Merkez Bankası’nda 20 Mart’ta Ağbal vakasıyla yönetim değişimi sonrası, para piyasalarında görülen türbülans bekleyişe döndü. Tsunami öncesi sessizlik var. Dolar kuru 8,17’de, Euro 9,73, Borsa 1,416’da...
Ekonominin bu sacayağı ise sallantıda... Enflasyon %16,19, yıllık büyüme %1,8, işsizlik oranı %13,2. Yeni başkanın bu toplantıda faize dokunması beklenmiyor. Zira indirmesi dolarizasyon, çıkarması görev değişimi olabilir.
Merkez bankası rezervini eritmiş durumda... Bunu kullanamaz. Peki, krizdeki reel sektörü nasıl destekleyecek? Şimdilerde dillendirilen; para basılarak merkezin reel sektörü desteklemesi yönünde…
İçinde bulunduğumuz durum daha önceki hiçbir krize benzemiyor. Ülkede kurlar ve enflasyon tırmanırken salgın yüzünden bir yandan durgunluk da var. Enflasyonu yüksek olmayan ülkeler para basmayı bir seçenek olarak değerlendirdi ve karşılık da buldu. Ancak enflasyonun yüksek olduğu bizim gibi ülkelerde bunu söylemek mümkün değil.
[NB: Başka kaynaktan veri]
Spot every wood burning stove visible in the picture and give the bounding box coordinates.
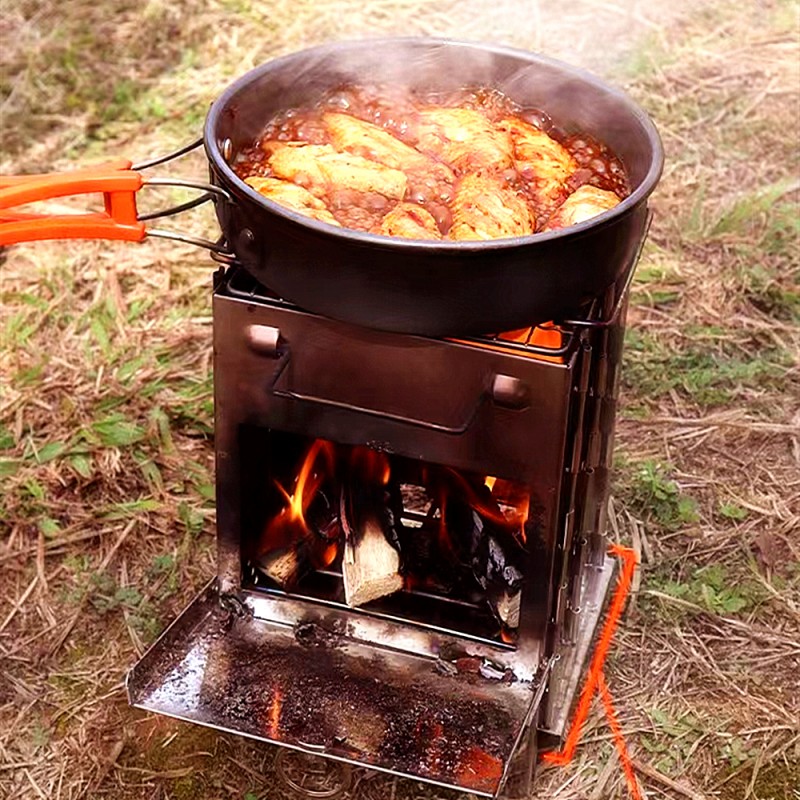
[126,237,643,798]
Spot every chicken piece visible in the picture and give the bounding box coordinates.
[497,117,577,217]
[542,185,621,231]
[416,108,513,174]
[323,113,452,178]
[245,176,340,226]
[378,203,442,240]
[266,142,407,200]
[450,175,534,241]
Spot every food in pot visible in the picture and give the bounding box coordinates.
[379,202,442,240]
[497,116,577,217]
[244,177,341,226]
[264,142,408,200]
[236,86,629,240]
[541,185,622,231]
[416,107,513,173]
[451,174,534,240]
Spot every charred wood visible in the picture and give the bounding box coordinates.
[253,538,313,589]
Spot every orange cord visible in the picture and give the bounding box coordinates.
[543,545,641,798]
[598,671,643,800]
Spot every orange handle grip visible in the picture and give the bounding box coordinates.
[0,160,146,246]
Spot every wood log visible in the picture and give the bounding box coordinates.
[254,538,312,589]
[340,485,403,608]
[342,512,403,607]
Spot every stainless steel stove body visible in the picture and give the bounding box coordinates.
[127,255,633,798]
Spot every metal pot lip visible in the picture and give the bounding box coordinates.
[204,36,664,252]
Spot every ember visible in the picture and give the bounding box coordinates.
[268,685,283,740]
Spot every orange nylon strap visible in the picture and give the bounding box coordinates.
[543,544,641,797]
[598,671,643,800]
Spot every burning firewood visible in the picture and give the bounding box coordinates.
[433,473,526,629]
[255,486,340,590]
[340,477,404,608]
[255,539,313,589]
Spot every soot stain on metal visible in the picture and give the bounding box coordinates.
[164,612,520,791]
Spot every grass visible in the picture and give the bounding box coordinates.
[1,0,799,798]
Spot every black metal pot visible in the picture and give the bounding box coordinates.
[205,38,663,336]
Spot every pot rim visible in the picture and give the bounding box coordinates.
[204,36,664,251]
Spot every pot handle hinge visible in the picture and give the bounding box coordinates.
[134,138,236,262]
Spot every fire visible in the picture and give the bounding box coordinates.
[442,469,529,541]
[320,540,339,568]
[267,686,283,739]
[500,627,517,645]
[456,745,503,789]
[490,478,530,544]
[349,445,391,485]
[258,438,338,571]
[273,439,335,531]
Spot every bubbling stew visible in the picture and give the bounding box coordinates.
[235,85,630,241]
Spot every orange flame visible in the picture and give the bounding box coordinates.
[319,540,339,568]
[442,469,529,541]
[500,627,517,645]
[267,686,283,739]
[260,439,336,558]
[456,745,503,790]
[276,439,335,529]
[350,446,391,485]
[490,478,530,544]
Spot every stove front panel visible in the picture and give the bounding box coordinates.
[213,291,575,483]
[212,287,580,664]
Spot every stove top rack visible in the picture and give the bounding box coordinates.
[218,243,641,360]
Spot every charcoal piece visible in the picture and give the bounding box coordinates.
[430,476,526,629]
[477,535,525,592]
[306,485,340,541]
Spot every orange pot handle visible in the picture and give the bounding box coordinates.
[0,160,146,246]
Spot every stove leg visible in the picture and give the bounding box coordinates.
[274,749,352,798]
[503,725,539,799]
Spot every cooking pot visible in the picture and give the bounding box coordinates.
[0,38,663,336]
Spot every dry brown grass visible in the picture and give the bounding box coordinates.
[1,0,799,798]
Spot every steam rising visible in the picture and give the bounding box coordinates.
[274,0,693,75]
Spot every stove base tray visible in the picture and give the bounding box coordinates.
[127,581,548,798]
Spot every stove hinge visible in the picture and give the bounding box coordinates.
[557,322,617,646]
[554,336,593,646]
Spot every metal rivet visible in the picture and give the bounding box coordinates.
[245,324,281,356]
[221,138,233,161]
[238,228,255,251]
[491,374,530,409]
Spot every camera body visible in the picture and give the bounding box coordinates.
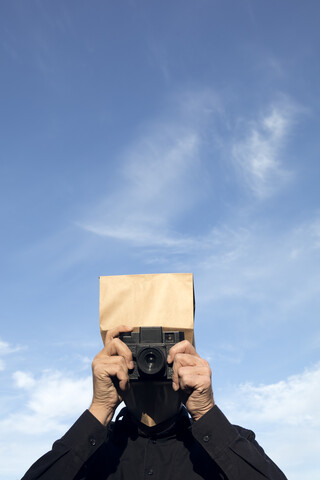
[119,327,184,381]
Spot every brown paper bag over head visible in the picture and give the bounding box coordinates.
[99,273,194,345]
Enflasyon %16,2 seviyesinde ve kademeli olarak yükselişini sürdürmesi muhtemel görünüyor. Merkez Bankası’nın “sıkı para politikası” yerine “gevşek para politikası” uygulaması bütün dengeleri değiştirebilir.
YÜKSEK FAİZİN ANLAMI KALMADI
Naci Ağbal’ın görevden alınmasına mal olan politika faizi; %19 seviyesinde… Yüksek faizin de öneminin kalmadığı bir döneme girdik. Merkezin elinde en önemli üç silahı artık bulunmuyor; 1)rezerv 2)faiz 3)kredibilite… Şimdi bunlara eksik iken dertlere para basma eklenirse, şişirilen balon gibi enflasyonun tırmanmasını durdurmak mümkün olmayacak.